Europas späte Gegenoffensive
Während Washington und Kiew ihre Verhandlungspositionen abstecken, versucht Europa, nicht an den Rand gedrängt zu werden. Der US-Plan wurde ohne Abstimmung mit der EU und ohne Konsultation der NATO präsentiert. Für Europa ist dies ein Affront, zumal jeder dauerhafte Frieden die sicherheitspolitische Architektur des Kontinents unmittelbar betrifft.
Auf dem G20-Gipfel in Südafrika einigten sich die wichtigsten europäischen Staats- und Regierungschefs darauf, den US-Vorstoss zurückzuweisen. Die Europäer sehen im Plan inakzeptable Zugeständnisse an Russland. Selenskij telefonierte am Freitag mit den Spitzenpolitikern und bat um Unterstützung. Er hofft, dass europäische Rückendeckung die amerikanischen Forderungen abschwächen kann. Ob dies gelingt, ist angesichts Trumps Durchsetzungswillens jedoch fraglich.

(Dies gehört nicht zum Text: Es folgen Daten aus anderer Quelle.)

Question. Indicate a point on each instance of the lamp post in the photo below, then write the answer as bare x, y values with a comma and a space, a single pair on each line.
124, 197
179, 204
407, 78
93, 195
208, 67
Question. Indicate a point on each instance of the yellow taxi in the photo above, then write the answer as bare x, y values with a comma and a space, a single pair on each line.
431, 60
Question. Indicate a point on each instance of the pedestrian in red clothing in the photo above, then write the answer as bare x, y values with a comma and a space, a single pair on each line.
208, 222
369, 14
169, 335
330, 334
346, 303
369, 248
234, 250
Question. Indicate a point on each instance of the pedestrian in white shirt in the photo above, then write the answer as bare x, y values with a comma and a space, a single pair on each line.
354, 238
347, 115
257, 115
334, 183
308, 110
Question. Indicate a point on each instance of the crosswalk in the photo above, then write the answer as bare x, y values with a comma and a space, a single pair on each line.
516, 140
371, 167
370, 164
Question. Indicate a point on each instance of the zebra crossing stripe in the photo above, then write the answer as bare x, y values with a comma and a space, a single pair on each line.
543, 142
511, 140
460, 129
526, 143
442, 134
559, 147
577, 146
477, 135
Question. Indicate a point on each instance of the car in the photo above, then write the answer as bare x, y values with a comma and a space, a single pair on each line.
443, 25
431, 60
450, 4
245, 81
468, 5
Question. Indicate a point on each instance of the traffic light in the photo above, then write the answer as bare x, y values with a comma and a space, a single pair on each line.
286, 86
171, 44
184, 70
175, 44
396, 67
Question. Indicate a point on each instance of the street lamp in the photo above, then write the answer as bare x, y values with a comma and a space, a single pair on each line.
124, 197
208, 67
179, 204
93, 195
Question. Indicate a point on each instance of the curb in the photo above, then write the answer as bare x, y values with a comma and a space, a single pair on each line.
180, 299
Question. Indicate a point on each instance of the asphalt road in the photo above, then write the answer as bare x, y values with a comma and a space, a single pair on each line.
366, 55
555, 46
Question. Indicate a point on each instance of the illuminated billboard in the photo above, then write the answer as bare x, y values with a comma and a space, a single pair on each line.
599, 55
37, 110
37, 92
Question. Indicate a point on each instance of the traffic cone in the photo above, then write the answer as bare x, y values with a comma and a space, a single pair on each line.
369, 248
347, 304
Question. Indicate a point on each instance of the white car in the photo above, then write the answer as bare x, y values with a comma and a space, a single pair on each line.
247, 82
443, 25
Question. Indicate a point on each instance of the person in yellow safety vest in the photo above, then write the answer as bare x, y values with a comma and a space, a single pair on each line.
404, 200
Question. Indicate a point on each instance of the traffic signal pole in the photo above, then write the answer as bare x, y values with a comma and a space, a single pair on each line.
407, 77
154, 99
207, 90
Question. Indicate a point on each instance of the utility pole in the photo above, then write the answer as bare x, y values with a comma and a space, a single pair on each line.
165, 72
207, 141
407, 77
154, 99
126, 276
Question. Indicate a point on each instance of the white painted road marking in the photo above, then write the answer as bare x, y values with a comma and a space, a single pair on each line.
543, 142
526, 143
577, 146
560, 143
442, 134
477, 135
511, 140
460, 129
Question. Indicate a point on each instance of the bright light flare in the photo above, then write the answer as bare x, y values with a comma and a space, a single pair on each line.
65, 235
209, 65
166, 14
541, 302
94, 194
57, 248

Die Zusammensetzung der ukrainischen Delegation steht fest. Angeführt wird sie von Andrei Jermak, einem Vertrauten Selenskijs. Mit Kirill Budanow sitzt auch der Chef des Militärgeheimdienstes am Tisch. Die starke sicherheitspolitische Besetzung zeigt, dass diese Verhandlungen über reine Diplomatie hinausreichen. Sie betreffen die Existenzbedingungen des ukrainischen Staates.
Bemerkenswert ist zudem, dass laut ukrainischem Dekret auch Vertreter Russlands teilnehmen sollen. Eine Bestätigung aus Moskau fehlt bisher. Ob Russland in Genf erscheinen wird, bleibt ungewiss.
Der Zeitpunkt der Verhandlungen fällt mit einer schweren innenpolitischen Krise in der Ukraine zusammen. Korruptionsskandale erschüttern das Vertrauen in die Regierung. Jermak und Umerow, der Chef des Sicherheitsrats, geraten zunehmend unter Druck. Gerüchte, Umerow habe im Zusammenhang mit dem Friedensplan eine Amnestieklausel für sich selbst angestrebt, weisen beide entschieden zurück.
Selenskij hält trotz allem an seinem engsten Kreis fest. Interne Konflikte sollen warten, bis die äussere Bedrohung gebannt ist.
Egal wie die Gespräche in der Schweiz ausgehen, sie markieren den Auftakt zu einem Friedensprozess. Trumps Geduld mit Selenskij ist nach den wiederholten Korruptionsskandalen erschöpft. Vor allem aber will der US-Präsident das Blutvergiessen stoppen: Er fordert schnelle Ergebnisse und setzt auf harten Druck.
Die EU ist verärgert, dass Brüssel bei der Ausarbeitung des Plans nicht konsultiert wurde. Doch bürokratische Verzögerungen kosten Zeit, während Trump auf Tempo drängt.
Kiew wird in Genf versuchen, die Verhandlungen hinauszuzögern. Doch Trumps Geduld ist begrenzt, und wie er gestern erklärte, wird Selenskij am Ende gezwungen sein, den Friedensplan zu akzeptieren – ob er will oder nicht.